ETF Investors Bet Against Sizzling Chip Stock Rally
They’ve plowed around $1.6 billion into SOXS, while pulling $1.7 billion out of SOXL.
Nvidia, Broadcom and other chip companies may be among the hottest stocks in the market today, but ETF investors haven’t been very interested in the rally. In fact, some are betting against the industry.
Since the start of the year, a net $1.2 billion has flowed into semiconductor ETFs, but $1.6 billion of that has gone into the Direxion Daily Semiconductor Bear 3X Shares (SOXS). As a leveraged, inverse fund, SOXS rises when semiconductor stocks go down, and vice versa.
As such, it’s had a horrendous year, losing three-quarters of its value.
By contrast, the Direxion Daily Semiconductor Bull 3X Shares (SOXL), which provides geared, long exposure to semis, is up by 166%, yet investors have pulled $1.7 billion out of the fund. While it’s interesting to see investors in these ETFs take a contrarian view on chip stocks, it’s not the only thing going on.
Sizzling Rally in Chip Stocks
No doubt, there are investors out there who bought these ETFs this year expecting chip stocks to fall back to Earth after their sizzling rally—and they’ve been wrong.
But many others purchased them before this year’s rally. SOXL, for instance, had $6.2 billion of inflows last year. It makes sense that some of those investors would take profits after the price of the fund rose more than two and a half times this year.
Meanwhile, other investors may have purchased these ETFs to hedge existing positions.
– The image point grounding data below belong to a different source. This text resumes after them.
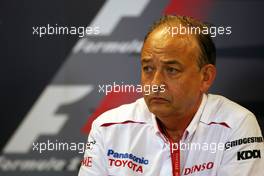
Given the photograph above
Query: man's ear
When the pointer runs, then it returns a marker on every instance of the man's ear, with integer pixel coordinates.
(208, 75)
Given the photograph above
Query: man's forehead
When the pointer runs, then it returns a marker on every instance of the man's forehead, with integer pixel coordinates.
(163, 44)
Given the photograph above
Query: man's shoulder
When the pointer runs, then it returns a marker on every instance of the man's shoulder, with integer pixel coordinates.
(222, 109)
(133, 112)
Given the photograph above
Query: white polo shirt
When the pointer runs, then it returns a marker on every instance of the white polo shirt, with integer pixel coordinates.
(223, 139)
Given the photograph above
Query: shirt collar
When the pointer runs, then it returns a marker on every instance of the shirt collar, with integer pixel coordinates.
(191, 127)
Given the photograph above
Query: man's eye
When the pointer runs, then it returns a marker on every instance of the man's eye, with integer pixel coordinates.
(147, 69)
(171, 70)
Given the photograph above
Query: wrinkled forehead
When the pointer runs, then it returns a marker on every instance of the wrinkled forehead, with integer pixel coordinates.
(161, 42)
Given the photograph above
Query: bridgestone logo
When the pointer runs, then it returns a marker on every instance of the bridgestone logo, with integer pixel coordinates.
(248, 154)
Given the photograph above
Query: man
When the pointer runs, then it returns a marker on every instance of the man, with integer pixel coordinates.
(145, 138)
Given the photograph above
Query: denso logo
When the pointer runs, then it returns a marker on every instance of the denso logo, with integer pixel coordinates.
(248, 154)
(198, 168)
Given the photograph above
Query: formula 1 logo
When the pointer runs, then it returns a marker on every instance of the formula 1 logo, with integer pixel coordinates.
(42, 119)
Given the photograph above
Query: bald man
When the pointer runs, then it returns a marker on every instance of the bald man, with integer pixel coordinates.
(182, 130)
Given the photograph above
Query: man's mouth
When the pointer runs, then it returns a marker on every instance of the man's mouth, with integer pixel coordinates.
(158, 100)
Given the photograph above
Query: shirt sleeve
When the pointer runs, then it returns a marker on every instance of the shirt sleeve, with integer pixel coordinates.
(94, 162)
(243, 155)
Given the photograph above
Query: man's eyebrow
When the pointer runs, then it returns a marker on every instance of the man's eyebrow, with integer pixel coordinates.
(170, 62)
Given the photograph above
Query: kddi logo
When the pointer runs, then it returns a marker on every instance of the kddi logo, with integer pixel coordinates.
(248, 154)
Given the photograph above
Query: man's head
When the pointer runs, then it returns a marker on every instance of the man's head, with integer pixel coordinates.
(183, 63)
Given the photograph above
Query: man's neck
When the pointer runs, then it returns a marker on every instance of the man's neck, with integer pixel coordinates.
(174, 126)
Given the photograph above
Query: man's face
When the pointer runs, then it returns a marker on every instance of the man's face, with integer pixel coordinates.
(172, 62)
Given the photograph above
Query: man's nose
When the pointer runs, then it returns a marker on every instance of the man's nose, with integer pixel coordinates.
(158, 78)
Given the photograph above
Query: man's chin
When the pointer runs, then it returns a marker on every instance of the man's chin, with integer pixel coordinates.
(159, 111)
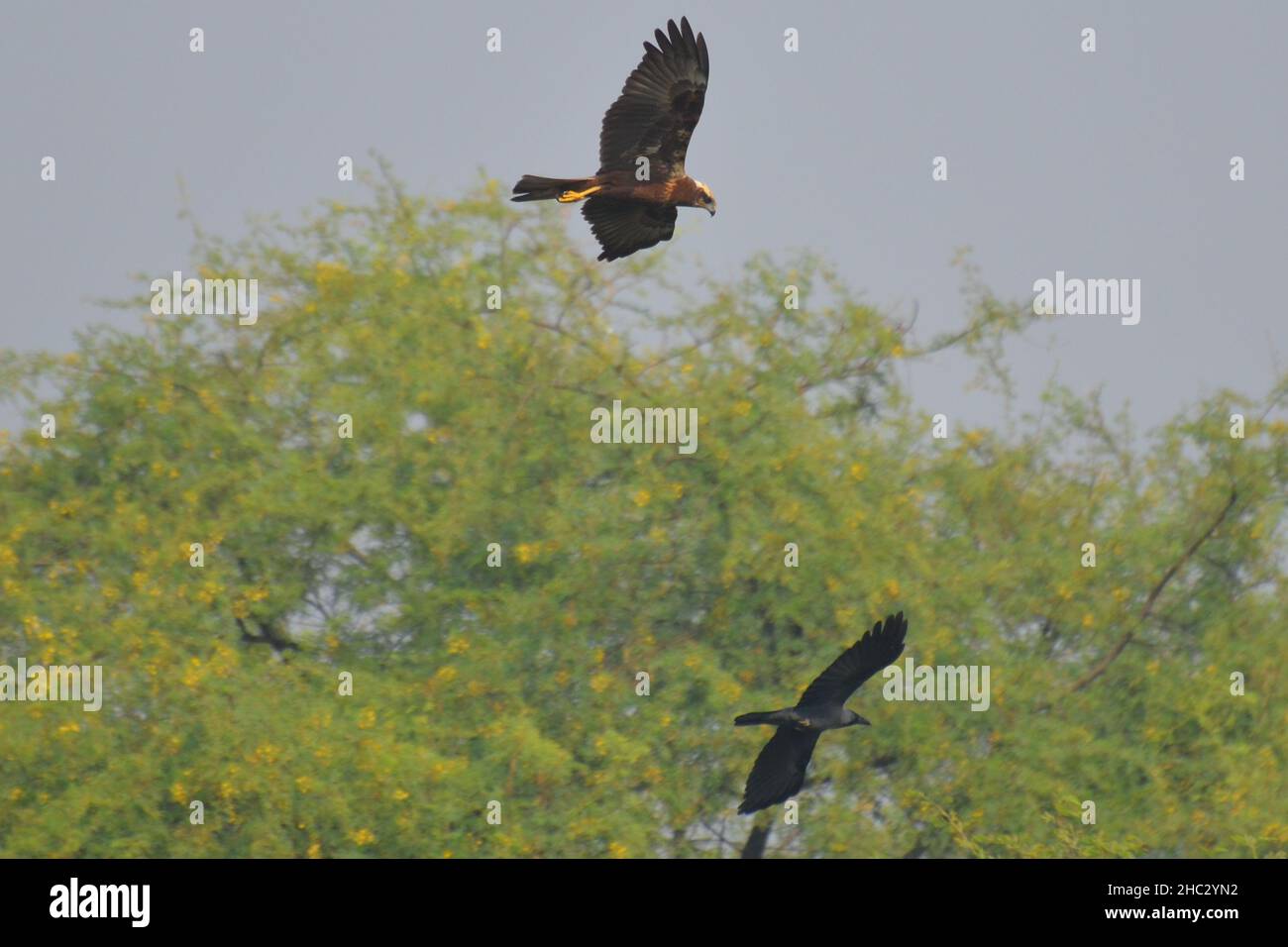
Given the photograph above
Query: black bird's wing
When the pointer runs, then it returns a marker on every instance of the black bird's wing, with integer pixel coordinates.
(660, 106)
(780, 770)
(877, 648)
(623, 227)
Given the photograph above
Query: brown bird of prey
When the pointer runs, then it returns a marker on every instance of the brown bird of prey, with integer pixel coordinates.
(780, 770)
(631, 200)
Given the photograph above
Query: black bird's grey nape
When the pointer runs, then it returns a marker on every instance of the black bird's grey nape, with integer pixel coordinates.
(780, 770)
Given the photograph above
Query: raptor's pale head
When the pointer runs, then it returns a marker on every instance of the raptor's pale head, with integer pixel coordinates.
(706, 200)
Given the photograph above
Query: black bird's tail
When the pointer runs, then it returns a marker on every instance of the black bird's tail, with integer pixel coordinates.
(533, 188)
(756, 716)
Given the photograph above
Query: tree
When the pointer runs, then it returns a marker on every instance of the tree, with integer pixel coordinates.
(519, 684)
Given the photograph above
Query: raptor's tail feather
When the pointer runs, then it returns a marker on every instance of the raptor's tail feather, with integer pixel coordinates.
(535, 188)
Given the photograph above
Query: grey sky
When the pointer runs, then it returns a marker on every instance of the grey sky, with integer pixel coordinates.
(1113, 163)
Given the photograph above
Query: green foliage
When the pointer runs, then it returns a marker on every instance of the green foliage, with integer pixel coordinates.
(518, 684)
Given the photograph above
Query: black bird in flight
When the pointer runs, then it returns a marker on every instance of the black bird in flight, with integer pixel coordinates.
(780, 770)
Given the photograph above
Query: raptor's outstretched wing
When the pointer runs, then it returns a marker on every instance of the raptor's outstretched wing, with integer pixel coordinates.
(660, 106)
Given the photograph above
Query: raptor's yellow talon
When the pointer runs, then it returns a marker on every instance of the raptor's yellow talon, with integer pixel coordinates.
(570, 196)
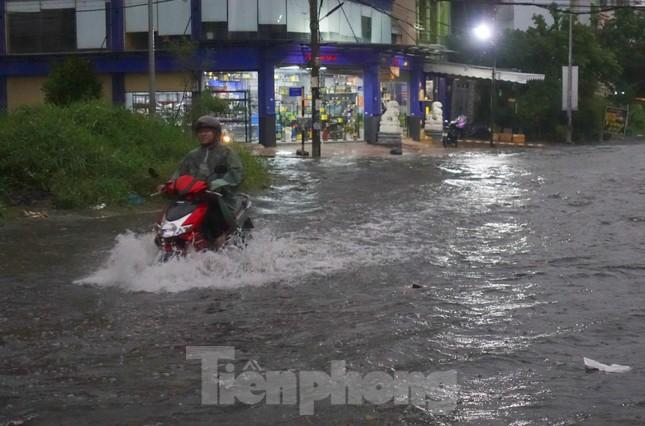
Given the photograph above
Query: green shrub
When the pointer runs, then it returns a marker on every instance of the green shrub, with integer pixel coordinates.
(90, 153)
(636, 124)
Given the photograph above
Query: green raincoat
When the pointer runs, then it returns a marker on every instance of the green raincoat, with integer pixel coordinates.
(221, 167)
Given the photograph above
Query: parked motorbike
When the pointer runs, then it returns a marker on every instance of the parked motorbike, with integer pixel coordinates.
(184, 226)
(453, 130)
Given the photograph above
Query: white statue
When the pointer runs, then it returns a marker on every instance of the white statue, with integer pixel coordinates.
(390, 119)
(434, 121)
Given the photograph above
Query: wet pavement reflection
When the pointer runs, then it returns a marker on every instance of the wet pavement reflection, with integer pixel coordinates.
(507, 267)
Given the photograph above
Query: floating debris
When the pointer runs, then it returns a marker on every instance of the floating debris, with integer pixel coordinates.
(590, 364)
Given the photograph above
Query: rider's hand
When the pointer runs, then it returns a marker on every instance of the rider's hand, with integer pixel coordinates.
(217, 185)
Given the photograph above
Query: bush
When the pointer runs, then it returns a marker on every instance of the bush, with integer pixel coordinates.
(90, 153)
(71, 81)
(636, 124)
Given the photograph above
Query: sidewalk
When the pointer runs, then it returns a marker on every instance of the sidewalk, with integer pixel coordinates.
(362, 149)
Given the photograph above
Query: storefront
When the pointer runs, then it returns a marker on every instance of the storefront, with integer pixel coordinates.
(342, 104)
(240, 92)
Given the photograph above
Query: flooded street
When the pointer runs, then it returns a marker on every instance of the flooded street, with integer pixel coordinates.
(524, 262)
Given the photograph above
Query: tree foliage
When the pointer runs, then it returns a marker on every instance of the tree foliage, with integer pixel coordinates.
(605, 59)
(72, 80)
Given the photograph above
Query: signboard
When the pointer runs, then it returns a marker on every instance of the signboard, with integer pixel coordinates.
(574, 87)
(295, 91)
(616, 120)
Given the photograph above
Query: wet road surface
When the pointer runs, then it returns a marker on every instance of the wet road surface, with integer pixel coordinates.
(525, 261)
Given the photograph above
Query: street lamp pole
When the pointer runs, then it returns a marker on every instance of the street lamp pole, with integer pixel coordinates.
(314, 25)
(569, 84)
(152, 95)
(493, 95)
(493, 89)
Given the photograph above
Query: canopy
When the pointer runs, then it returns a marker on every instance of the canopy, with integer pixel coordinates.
(474, 71)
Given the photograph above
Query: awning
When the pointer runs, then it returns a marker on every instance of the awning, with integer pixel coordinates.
(474, 71)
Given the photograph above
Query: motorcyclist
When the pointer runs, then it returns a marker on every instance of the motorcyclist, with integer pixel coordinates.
(221, 167)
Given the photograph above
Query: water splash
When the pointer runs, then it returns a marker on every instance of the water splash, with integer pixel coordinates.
(132, 265)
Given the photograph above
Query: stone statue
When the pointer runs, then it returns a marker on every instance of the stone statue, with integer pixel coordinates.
(434, 121)
(390, 129)
(390, 120)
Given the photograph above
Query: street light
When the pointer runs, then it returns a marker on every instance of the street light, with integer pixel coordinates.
(484, 32)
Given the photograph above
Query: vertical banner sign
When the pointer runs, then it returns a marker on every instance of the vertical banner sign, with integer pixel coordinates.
(616, 120)
(574, 87)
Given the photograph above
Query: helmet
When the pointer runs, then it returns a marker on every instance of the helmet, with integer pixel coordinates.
(207, 122)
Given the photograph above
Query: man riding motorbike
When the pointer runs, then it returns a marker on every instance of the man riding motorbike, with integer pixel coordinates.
(221, 168)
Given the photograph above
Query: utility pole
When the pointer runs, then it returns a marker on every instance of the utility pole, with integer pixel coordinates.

If someone is overweight Nvidia, they might use SOXS as a counterbalance to that stock.
So, there are myriad reasons people use these funds, and surface-level flows don’t always tell the full story.
Outside of SOXS and SOXL, chip stock ETF flows have been relatively neutral. Around $907 million has flowed into the First Trust Nasdaq Semiconductor ETF (FTXL) and $368 million has flowed into the SPDR S&P Semiconductor ETF (XSD).
On the other hand, investors pulled $164 million and $23 million out of the iShares Semiconductor ETF (SOXX) and the VanEck Semiconductor ETF (SMH), respectively.